Nous avons pratiqué l’assurance-vie pendant quarante ans, avec des taux d’intérêt en baisse et des rendements de fonds en euros supérieurs à l’inflation, c’était notre mode de raisonnement. Les cartes sont rebattues. Il n’existe pas de solution miracle pour lutter contre l’inflation. Il nous faut refondre partiellement l’offre, sans la bouleverser.

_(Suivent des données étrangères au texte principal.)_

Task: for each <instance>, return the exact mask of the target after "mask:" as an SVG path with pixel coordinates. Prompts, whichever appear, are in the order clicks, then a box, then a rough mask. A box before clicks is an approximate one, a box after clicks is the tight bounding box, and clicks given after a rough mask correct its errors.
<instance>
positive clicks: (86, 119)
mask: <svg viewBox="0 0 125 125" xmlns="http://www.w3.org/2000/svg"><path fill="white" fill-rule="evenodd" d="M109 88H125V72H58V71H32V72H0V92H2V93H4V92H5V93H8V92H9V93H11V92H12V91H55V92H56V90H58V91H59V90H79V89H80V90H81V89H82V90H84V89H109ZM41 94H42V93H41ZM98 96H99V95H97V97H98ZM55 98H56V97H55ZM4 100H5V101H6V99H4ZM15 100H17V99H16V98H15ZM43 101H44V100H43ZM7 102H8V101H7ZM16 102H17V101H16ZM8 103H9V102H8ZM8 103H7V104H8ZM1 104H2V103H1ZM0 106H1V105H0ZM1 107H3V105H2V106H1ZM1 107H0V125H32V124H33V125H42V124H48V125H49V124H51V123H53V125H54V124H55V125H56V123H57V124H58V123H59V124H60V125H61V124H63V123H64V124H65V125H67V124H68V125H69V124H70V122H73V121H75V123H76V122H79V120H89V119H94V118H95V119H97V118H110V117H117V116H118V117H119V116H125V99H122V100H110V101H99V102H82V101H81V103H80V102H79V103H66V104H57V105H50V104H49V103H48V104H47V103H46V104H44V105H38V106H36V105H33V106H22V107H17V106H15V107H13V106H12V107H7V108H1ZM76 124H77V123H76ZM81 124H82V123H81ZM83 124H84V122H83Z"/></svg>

Par exemple, nous devons nous intéresser à nouveau à des produits de taux purs, comme les obligations en direct, ce que nous proposons chaque mois avec le taux du marché du mois.
L’assurance-vie a-t-elle sa place dans ce contexte ? Et le PER par extension ?
L’assurance-vie possède un énorme avantage : faire des opérations très diverses sans en sortir, donc sans fiscalité intermédiaire, avec une liquidité importante. Elle est adaptée au contexte, à condition que l’assureur soit innovant et agile. Sur le PER, la fiscalité y est prépondérante. Les montants de primes sont a priori limités, mais en considérant les possibilités de rattrapage sur trois ans des cotisations déductibles et surtout les transferts de sommes importantes d’ex-produits retraite ou de PER existants, on constate qu’il y a là un gros marché. Le PER est aussi un produit de gestion de patrimoine très large. Chez Spirica, notre offre PER se veut très qualitative, avec un contenu identique à l’assurance-vie, avec la gestion à horizon en plus. Elle pèse déjà 15 % de notre activité.